Mourir pour Sarajevo ? by Kandel Maya

Auteur:Kandel, Maya [Kandel, Maya]
La langue: fra
Format: epub
Tags: Histoire
Éditeur: CNRS
Publié: 2013-11-09T23:00:00+00:00


L’ABANDON DE LA BOSNIE ?

Jusqu’au printemps 1993, les Bosniaques avaient gardé l’espoir que les choses finiraient par s’arranger, que les pays européens ou les États-Unis finiraient par réagir et sauver la Bosnie. Mais comme l’expliquait Ljiljana Oruc, psychiatre de Sarajevo : « Cette psychose collective nous a quittés en mai 1993. Après cette date, nous savions que nous ne pouvions compter que sur nous-mêmes30 ».

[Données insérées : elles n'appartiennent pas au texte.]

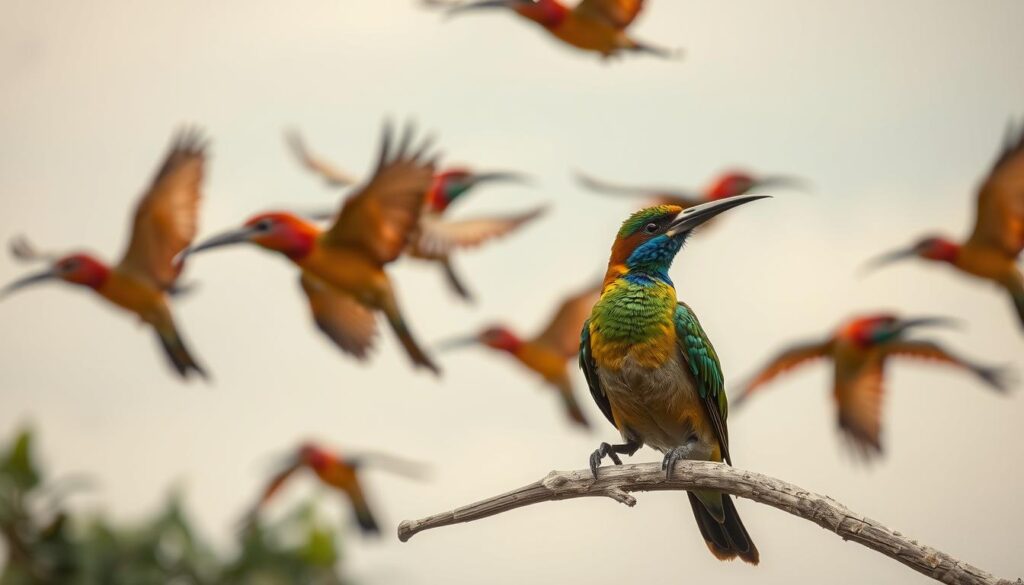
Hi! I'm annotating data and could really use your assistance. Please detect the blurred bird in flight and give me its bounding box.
[733,315,1007,459]
[289,132,544,300]
[868,124,1024,327]
[0,129,206,378]
[438,0,678,57]
[246,443,423,536]
[580,195,763,565]
[185,125,440,374]
[442,287,600,427]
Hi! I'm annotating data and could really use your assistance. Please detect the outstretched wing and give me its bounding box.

Pendant l’été, les pourparlers au palais des Nations de Genève semblent sonner le glas de la Bosnie. La délégation bosniaque est abattue et divisée31. La carte dessinée par Owen et Stoltenberg (nouveau plan de paix Owen-Stoltenberg, Vance a démissionné) ne laisse au gouvernement de Sarajevo qu’une portion de territoire enclavée entre les portions serbes et croates, sans accès à la mer, et sur à peine 30 % du territoire de la république de Bosnie. À l’automne 1993, le gouvernement de Sarajevo est seul, isolé, abandonné de tous et, semble-t-il, tout prêt de perdre la guerre. Au Congrès, Joe Biden est l’un des rares à souligner, pour le condamner vigoureusement, ce qui ressemble fort à un abandon de la Bosnie : « Pour cette génération de dirigeants, la sécurité collective consiste à blâmer les autres pour l’inaction générale, pour donner à tous une excuse. Elle consiste, plutôt qu’à nous unir, à nous cacher ensemble. (…) Nous avons échoué. Je tiens nos alliés pour responsables. Je tiens l’Administration Bush pour responsable. Je tiens l’Administration Clinton pour responsable. Et je tiens ce Congrès pour responsable32 ». Dole renchérit quelques jours plus tard : « à Genève, derrière des portes closes, les médiateurs Owen et Stoltenberg sont en train de faire pression sur les Bosniaques pour qu’ils renoncent à la plus grande partie de leur pays. Leur solution pour mettre fin aux combats consiste à donner aux agresseurs ce qu’ils veulent33 ».

Certes au mois d’août, le Conseil de l’OTAN, pressé par Washington, a entériné le principe de frappes aériennes pour « éliminer la pression », si nécessaire, sur les zones de sécurité de l’ONU en Bosnie. Mais pour répondre aux préoccupations françaises et anglaises, les frappes sont avalisées sous réserve d’une clause qui va en limiter grandement la mise en œuvre : l’OTAN ne pourra bombarder qu’à la demande et avec l’accord de l’ONU. Cette clause, désignée sous le nom de « double-clé », symbolise en fait le désaccord transatlantique et plus largement toute l’impuissance et les contradictions de la communauté internationale en Bosnie : comment en effet concilier des frappes aériennes (de très haute altitude pour ne pas mettre en danger les pilotes américains) visant à intimider les Serbes, avec la présence au sol de milliers de soldats (essentiellement) européens chargés de protéger les Bosniaques ? À moins qu’il ne faille voir les choses autrement, comme le suggère le secrétaire général de l’ONU Boutros-Ghali : « Washington semble avoir inventé un procédé consistant, en politique étrangère, à parler haut et fort de frappes aériennes, tout en se sachant protégé de toute action effective puisque ses alliés européens n’accepteront jamais de mettre en danger la vie de leurs soldats qui servent pour l’ONU en Bosnie34.